This is not Stevens’ first foray into coaching.

The Hall of Fame player, who captained the New Jersey Devils to three Stanley Cup championships, was a Devils assistant and, in 2014-15, became co-coach with Adam Oates after former General Manager Lou Lamoriello fired Pete DeBoer.

“I love helping, I love teaching, I love talking hockey,” said Stevens, an analyst for NHL Network. “I love to give whatever I’ve learned over the years playing the game. I love seeing players reach their potential and find consistency in their game. When you find that consistency and how to maintain that, that’s when you become a great player. I had to learn that.”

Stevens, 52, the fifth overall pick by the Washington Capitals in the 1982 draft, played 22 years for the Capitals, St. Louis Blues and Devils. A Norris Trophy finalist multiple times, Stevens was the 2000 Conn Smythe Trophy winner as playoff MVP and played in 13 All-Star Games.

He was one of the heaviest hitters of his era, and his knowledge of defense is unsurpassed.

His 1,635 career games are second all-time among defensemen — 16 games behind Hall of Famer Chris Chelios. Among blue-liners, his 908 points rank 12th, 2,785 penalty minutes rank fourth and his 3,240 shots rank 11th.

His plus-393 is tied for 13th all-time; he never had a minus season in his career. His 233 playoff games rank sixth all-time.

“Just to bring in his expertise and history, I think that’s a real bonus for us,” Boudreau said. “He is one of the greatest defensemen. I think he’ll have instant respect. Any team would have loved to have him, but until now, he wasn’t ready to leave New Jersey.”

Boudreau said Stevens qualifies as his first assistant, and he’ll run the defense and penalty kill. The Wild’s penalty kill, tops in the NHL in 2014-15, toppled to 27th in 2015-16.

“When you have speed like the Wild do, I think we have to use that speed to our advantage killing penalties,” Stevens said.

Wild veteran Zach Parise knows Stevens well from his days in New Jersey.

“He’s the quietest and humblest Hall of Famer you’ll ever meet,” Parise said. “He’s going to be so good for us and our D and PK.”

Stevens raved about the Wild’s blue line mobility.
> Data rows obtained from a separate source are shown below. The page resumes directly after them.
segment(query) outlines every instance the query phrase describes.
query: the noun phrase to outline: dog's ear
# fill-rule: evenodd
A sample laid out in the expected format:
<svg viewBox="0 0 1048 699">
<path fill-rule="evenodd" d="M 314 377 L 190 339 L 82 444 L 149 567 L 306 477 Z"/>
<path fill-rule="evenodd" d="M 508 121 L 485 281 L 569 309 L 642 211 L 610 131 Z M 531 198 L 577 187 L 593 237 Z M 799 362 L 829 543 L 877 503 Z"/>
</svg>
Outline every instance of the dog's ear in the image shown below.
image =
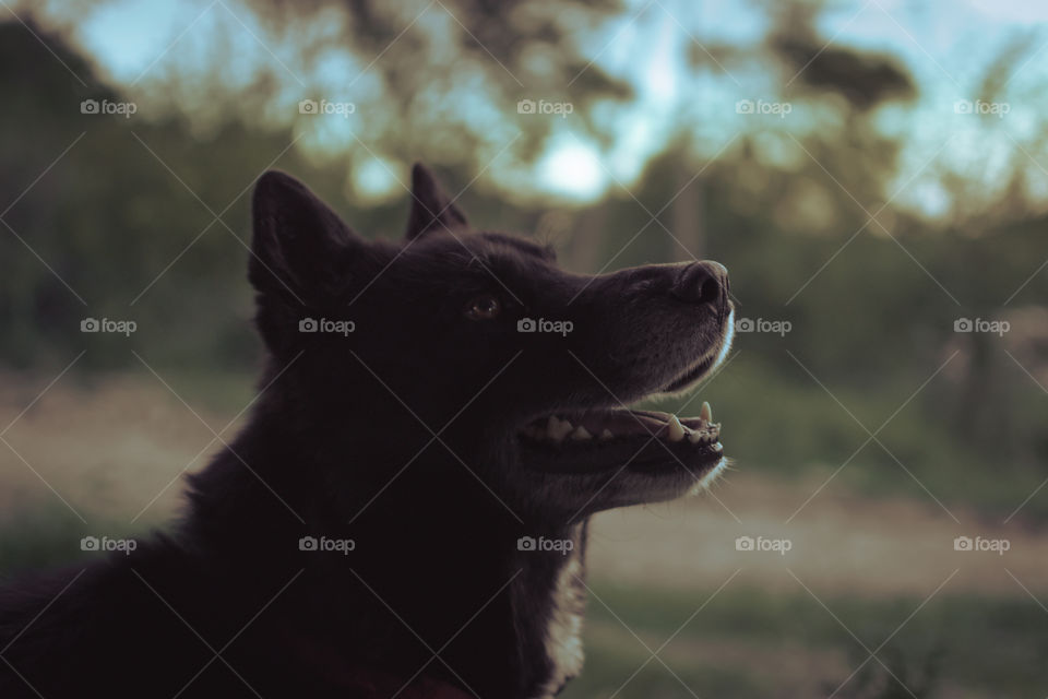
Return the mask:
<svg viewBox="0 0 1048 699">
<path fill-rule="evenodd" d="M 466 230 L 466 214 L 452 203 L 433 174 L 421 163 L 412 168 L 412 213 L 407 220 L 408 240 L 430 230 Z"/>
<path fill-rule="evenodd" d="M 303 306 L 345 288 L 344 262 L 365 241 L 294 177 L 270 170 L 251 201 L 254 228 L 248 279 L 266 295 Z"/>
</svg>

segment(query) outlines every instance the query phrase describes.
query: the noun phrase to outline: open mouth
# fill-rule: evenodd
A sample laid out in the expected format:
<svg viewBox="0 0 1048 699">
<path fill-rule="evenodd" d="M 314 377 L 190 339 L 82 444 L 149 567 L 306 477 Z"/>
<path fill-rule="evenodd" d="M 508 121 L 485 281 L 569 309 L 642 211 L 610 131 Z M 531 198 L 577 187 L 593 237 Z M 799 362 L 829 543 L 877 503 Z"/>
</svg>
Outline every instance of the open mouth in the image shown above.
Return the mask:
<svg viewBox="0 0 1048 699">
<path fill-rule="evenodd" d="M 713 363 L 700 363 L 667 390 L 691 383 Z M 559 412 L 532 420 L 519 436 L 523 447 L 544 453 L 538 462 L 552 472 L 629 467 L 654 475 L 683 467 L 693 476 L 702 476 L 724 458 L 720 424 L 713 422 L 713 410 L 705 402 L 695 417 L 626 407 Z"/>
<path fill-rule="evenodd" d="M 650 395 L 678 393 L 707 376 L 727 354 L 731 317 L 718 346 Z M 706 482 L 724 465 L 720 424 L 703 403 L 695 417 L 629 407 L 558 411 L 536 417 L 517 433 L 525 463 L 546 473 L 598 474 L 629 470 L 660 482 L 672 476 Z"/>
</svg>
He said he has long admired Ryan Suter as a “complete defensemen,” feels Jonas Brodin is ready to “take the next step and play big minutes,” loves Marco Scandella’s “all-around game” and hopes to help mold youngsters Matt Dumba and Mike Reilly into top NHLers.

Scott Niedermayer, Boudreau’s former Anaheim colleague and Stevens’ former Devils teammate, called Boudreau on Stevens’ behalf. When Boudreau got to his offseason home in Hershey, Pa., he drove to Stevens’ home in Far Hills, N.J., to meet.

“We connected right away,” Stevens said. “It felt like I had known Bruce for 20 years. We talked for two hours and it felt like it was 30 minutes talking hockey.”

Boudreau hopes to name a second assistant who will help him run the power play by the end of the week or early next week. He says there “are a lot of viable candidates.”

Longtime NHLer Steve Thomas was recently let go by Tampa Bay. Boudreau knows him, but he said they haven’t spoken. He also hasn’t talked to recently departed St. Louis Blues associate coach Brad Shaw. Oates, one of Parise’s mentors and his personal skills coach, is not a candidate, sources say.

Boudreau’s right-hand man, Bob Woods, helped run the power play in Anaheim and still is a candidate, Boudreau indicated, but Woods is GM and coach of the Saskatoon Blades of the Western Hockey League, so it would seem unlikely he would leave for a second assistant job.

The Wild has re-signed assistant coach Darby Hendrickson and goalie coach Bob Mason. Assistant coach Andrew Brunette is returning to the front office.

Etc.

• The Wild’s preseason schedule was released Tuesday. It includes home games Sept. 27 against Colorado, Oct. 2 against Carolina and Oct. 8 against Winnipeg. Road games are Sept. 26 at Buffalo, Sept. 29 at Winnipeg and Oct. 4 at Colorado.